/** labr.global: 421.0 **/
** Topic: Argentinians Protesting Austerity **
** Written 9:14 PM Jun 3, 1997 by labornews in cdp:labr.global **
From: Institute for Global Communications <email@example.com>
Argentina Faces Unemployment Woes BUENOS AIRES, Argentina (AP -- The sermon delivered last week at the Buenos Aires Cathedral was not the kind of religious message President Carlos Menem most likely had expected to hear.
Roman Catholic Bishop Raul Rossi broke from his homily and began criticizing the government's economic austerity program. Sitting in front of the bishop, Menem and several top officials stared grim-faced.

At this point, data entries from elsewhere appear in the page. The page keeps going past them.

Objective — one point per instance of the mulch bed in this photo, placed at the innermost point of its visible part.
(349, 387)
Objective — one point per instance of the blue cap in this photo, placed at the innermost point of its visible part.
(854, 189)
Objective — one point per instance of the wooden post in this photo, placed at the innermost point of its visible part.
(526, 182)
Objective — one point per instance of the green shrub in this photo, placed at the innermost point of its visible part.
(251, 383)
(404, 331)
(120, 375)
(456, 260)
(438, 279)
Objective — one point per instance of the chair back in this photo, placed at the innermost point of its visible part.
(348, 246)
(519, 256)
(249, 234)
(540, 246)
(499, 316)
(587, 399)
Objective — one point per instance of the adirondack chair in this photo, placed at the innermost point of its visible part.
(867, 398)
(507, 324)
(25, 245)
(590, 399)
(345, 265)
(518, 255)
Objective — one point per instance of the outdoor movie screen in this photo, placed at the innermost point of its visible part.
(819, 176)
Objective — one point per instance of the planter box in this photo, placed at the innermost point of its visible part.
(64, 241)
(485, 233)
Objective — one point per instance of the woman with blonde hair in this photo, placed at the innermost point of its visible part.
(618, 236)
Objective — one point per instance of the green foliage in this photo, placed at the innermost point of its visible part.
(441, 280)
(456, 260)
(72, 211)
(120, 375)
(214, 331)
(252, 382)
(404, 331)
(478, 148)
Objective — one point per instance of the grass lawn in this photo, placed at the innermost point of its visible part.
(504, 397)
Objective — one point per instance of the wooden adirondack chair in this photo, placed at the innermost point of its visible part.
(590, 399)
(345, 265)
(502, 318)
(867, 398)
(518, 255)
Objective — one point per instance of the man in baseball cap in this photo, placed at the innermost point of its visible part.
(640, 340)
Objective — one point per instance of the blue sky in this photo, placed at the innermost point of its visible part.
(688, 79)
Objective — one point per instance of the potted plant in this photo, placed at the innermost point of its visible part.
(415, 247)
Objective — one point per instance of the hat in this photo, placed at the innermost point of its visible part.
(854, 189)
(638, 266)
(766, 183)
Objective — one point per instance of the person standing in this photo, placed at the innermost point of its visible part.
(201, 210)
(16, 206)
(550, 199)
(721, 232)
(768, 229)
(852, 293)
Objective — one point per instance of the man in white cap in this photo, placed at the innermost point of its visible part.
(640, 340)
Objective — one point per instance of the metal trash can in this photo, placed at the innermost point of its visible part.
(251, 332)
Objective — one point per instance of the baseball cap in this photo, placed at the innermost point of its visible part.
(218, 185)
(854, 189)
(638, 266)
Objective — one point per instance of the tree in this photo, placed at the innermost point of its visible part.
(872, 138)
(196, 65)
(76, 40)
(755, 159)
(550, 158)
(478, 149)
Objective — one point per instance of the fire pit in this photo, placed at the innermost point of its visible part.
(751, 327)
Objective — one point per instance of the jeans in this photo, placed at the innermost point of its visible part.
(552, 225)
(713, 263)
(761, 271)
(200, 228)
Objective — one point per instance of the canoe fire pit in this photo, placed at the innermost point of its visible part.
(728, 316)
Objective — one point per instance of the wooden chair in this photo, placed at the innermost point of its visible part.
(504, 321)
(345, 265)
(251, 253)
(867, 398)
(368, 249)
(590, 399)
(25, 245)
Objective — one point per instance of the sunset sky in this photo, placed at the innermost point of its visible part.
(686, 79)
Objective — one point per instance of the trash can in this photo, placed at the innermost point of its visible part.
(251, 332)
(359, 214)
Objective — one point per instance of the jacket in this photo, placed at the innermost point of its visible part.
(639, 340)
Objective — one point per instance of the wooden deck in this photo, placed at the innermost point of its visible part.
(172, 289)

Free-market policies have benefited Argentina's economy, but "misfortune is growing more and more,'' Rossi said. "All this leads to desperation and dejection which can then turn into aggression and a tendency toward violence.''
He was referring to the violent protests that have spread across Argentina's interior in recent weeks -- demonstrations against policies that have brought fiscal stability but high unemployment and poverty, too.

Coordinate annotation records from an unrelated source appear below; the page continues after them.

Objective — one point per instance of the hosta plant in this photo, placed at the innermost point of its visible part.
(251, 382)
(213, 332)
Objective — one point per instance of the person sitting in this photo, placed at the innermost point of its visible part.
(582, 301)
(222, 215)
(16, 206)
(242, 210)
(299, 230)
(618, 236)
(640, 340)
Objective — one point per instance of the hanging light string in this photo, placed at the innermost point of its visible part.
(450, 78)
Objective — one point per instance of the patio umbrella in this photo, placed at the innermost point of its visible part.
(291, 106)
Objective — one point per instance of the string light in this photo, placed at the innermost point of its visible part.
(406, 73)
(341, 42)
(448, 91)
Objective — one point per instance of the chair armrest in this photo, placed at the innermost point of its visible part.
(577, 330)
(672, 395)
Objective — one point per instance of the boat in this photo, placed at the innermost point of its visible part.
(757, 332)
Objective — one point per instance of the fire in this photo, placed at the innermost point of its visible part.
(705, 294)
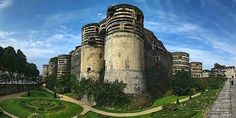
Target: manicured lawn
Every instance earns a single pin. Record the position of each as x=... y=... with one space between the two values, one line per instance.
x=14 y=107
x=39 y=93
x=158 y=102
x=167 y=100
x=194 y=108
x=72 y=95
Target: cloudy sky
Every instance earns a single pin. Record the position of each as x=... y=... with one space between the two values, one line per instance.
x=206 y=29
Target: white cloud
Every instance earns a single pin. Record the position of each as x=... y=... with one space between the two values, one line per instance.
x=5 y=3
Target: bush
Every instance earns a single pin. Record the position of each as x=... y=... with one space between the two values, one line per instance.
x=1 y=112
x=177 y=101
x=28 y=94
x=182 y=83
x=34 y=115
x=199 y=84
x=41 y=109
x=104 y=93
x=170 y=107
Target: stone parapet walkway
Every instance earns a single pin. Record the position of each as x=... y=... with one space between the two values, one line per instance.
x=222 y=106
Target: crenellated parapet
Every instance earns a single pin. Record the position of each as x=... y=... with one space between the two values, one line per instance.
x=124 y=18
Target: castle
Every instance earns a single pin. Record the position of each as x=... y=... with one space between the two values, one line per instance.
x=120 y=48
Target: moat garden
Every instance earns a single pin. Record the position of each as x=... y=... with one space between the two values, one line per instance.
x=39 y=103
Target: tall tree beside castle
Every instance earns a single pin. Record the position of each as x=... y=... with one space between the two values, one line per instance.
x=16 y=62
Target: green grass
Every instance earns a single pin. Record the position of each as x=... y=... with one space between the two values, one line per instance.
x=72 y=95
x=194 y=108
x=39 y=93
x=167 y=100
x=5 y=116
x=12 y=106
x=158 y=102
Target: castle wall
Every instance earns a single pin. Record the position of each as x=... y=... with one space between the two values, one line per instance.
x=180 y=62
x=158 y=66
x=92 y=52
x=124 y=47
x=45 y=71
x=52 y=68
x=76 y=62
x=124 y=57
x=63 y=65
x=196 y=69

Menem rolled to a landslide victory and a second term in 1995 on the strength of an economic reform package that slashed inflation to 1 percent and reduced Argentina's budget deficit.
But many workers are losing faith in his pledge to "pulverize'' unemployment. Joblessness stands at 17 percent nationwide, up from 6 percent in 1989.
One area where tensions are high is northern Jujuy province, on the border with Bolivia. More than 150 people have been hurt in Jujuy since mid-May in clashes with police during demonstrations to protest layoffs.
Cutbacks in the sugar industry have put about 4,000 people out of work in recent years in Jujuy, where joblessness is reaching 40 percent.
The protests in Jujuy were called off last weekend only after local authorities offered to create more than 12,000 jobs -- most of them temporary.
People also blocked roads in Cordoba, Argentina's second-largest city and automaking center, and in the southern province of Neuquen and northern province of Salta.
"Setting up roadblocks was their only way of being heard,'' said Monsignor Rafael Rey, head of the Catholic charity Caritas.
Teachers in several provinces have staged hunger strikes to demand more pay. In the capital, 15,000 University of Buenos Aires students blocked traffic and marched to Congress and Government House on Wednesday to seek increased funds for higher education.
Menem said Saturday that unemployment did not justify "acts of social agitation and discontent,'' adding that the government would be "unbending'' in its pursuit of "undesirables'' who instigate violence.
Menem took office in 1989 with the country wracked by 5,000 percent annual hyperinflation and food riots.
He and his former economy minister, Domingo Cavallo, embarked on a sweeping overhaul of the state-run economy, selling off debt-ridden utilities and deregulating the economy.
Budget deficits have been reduced, the economy grew robustly between 1991 and 1994, and foreign investment has returned. Last year, gross domestic product increased by 4.4 percent.
Critics point out, however, that much of the growth has been concentrated in the capital. In many interior provinces, privatization has done away with comfortable, lifelong jobs and offered few new options.
That has fueled tensions in places like Mendoza province, where police fired tear gas and rubber bullets to disperse protesters last month after it was announced that the local energy company would be sold.
Fearing a possible backlash from the voters in congressional elections scheduled for October, Menem may embark on a spending spree to boost the chances of his Peronist Party, some economists have said.
But few people were talking about elections on Monday in Jujuy, where more than 10,000 people stood on line for a chance to put their names on a list for temporary, low-paying jobs.
Not everyone got a chance to ask for work: At the end of the day, many were told to return in two days.